Initial testing on a few example movie queries showed that the system was able to retrieve relevant movies and generate plausible explanations based on the movie descriptions provided in the dataset. The quality of the explanations varied, sometimes being quite specific and other times more generic, depending on the movie and the query.

## Limitations

Despite the promising results, this prototype has several limitations:

* **Small Dataset:** The recommendations and explanations are limited by the size and content of the dataset used. A larger, more diverse dataset would likely improve relevance.
* **Embedding Model Limitations:** The performance is dependent on the quality and domain knowledge of the embedding model used.
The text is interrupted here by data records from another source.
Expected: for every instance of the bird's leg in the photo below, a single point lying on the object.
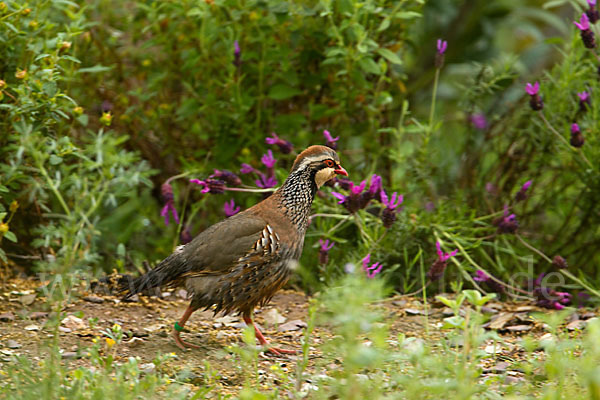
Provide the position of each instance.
(263, 341)
(179, 327)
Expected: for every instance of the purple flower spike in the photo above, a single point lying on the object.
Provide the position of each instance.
(167, 194)
(532, 90)
(331, 142)
(388, 215)
(507, 223)
(268, 160)
(442, 45)
(535, 102)
(246, 169)
(585, 101)
(577, 139)
(373, 269)
(324, 251)
(584, 23)
(230, 208)
(266, 182)
(237, 54)
(213, 186)
(284, 146)
(522, 193)
(479, 121)
(591, 12)
(436, 271)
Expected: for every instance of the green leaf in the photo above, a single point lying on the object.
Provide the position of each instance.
(407, 15)
(11, 236)
(282, 92)
(384, 25)
(390, 56)
(93, 70)
(369, 66)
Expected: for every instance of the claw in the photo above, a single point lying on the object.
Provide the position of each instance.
(180, 343)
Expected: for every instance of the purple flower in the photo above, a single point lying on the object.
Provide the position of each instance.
(442, 45)
(167, 194)
(388, 215)
(591, 12)
(372, 269)
(522, 193)
(584, 23)
(586, 34)
(532, 90)
(479, 121)
(246, 169)
(354, 201)
(227, 176)
(436, 271)
(485, 279)
(559, 262)
(230, 208)
(284, 146)
(577, 139)
(507, 223)
(324, 251)
(213, 186)
(237, 54)
(585, 101)
(535, 102)
(266, 182)
(330, 141)
(268, 160)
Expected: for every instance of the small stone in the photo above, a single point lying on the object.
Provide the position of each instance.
(294, 325)
(32, 328)
(94, 299)
(27, 299)
(273, 317)
(74, 323)
(518, 328)
(576, 325)
(69, 354)
(7, 317)
(147, 368)
(135, 342)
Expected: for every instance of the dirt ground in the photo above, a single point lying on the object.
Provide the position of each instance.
(147, 325)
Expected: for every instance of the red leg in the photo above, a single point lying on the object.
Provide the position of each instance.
(178, 341)
(263, 341)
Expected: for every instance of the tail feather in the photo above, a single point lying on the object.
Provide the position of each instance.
(168, 272)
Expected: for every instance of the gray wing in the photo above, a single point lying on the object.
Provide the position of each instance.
(218, 248)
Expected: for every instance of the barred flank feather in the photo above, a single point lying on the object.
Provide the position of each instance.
(167, 273)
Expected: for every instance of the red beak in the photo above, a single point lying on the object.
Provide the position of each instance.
(341, 171)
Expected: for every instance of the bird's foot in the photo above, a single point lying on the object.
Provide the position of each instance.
(181, 344)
Generic models might struggle with nuanced movie concepts.
* **LLM Hallucination/Genericity:** Large Language Models can sometimes generate factually incorrect (hallucinate) or overly generic explanations, especially if the context is limited or the prompt is not precise enough.
* **Sensitivity to Prompt Phrasing:** The quality and focus of the generated explanation can be highly sensitive to the exact wording and structure of the prompt given to the LLM.

## Future Work

There are several avenues for improving this explainable recommender:

* **Larger and Richer Dataset:** Incorporating a dataset with more movies, richer metadata (genre, cast, director, plot summaries, tags), and potentially user interactions.
* **Fine-tuning Embeddings:** Using or fine-tuning an embedding model specifically for the movie domain.
* **Incorporating User Profiles:** Including user history and preferences to personalize recommendations beyond just the current query.
* **Adding Conversational Abilities:** Making the system more agent-like, allowing users to refine recommendations through dialogue.
* **Function Calling:** Utilizing LLM function calling to potentially retrieve external data like movie ratings or reviews to enrich explanations.
* **Stricter Gen AI Evaluation:** Developing more robust methods to evaluate the quality, relevance, and factual accuracy of the generated explanations.

## Final Thoughts

Providing explanations for recommendations is crucial for building user trust and improving the overall user experience. This project serves as a foundation for exploring how Generative AI, through techniques like embeddings, RAG, and prompting, can unlock this valuable explainability layer in recommendation systems.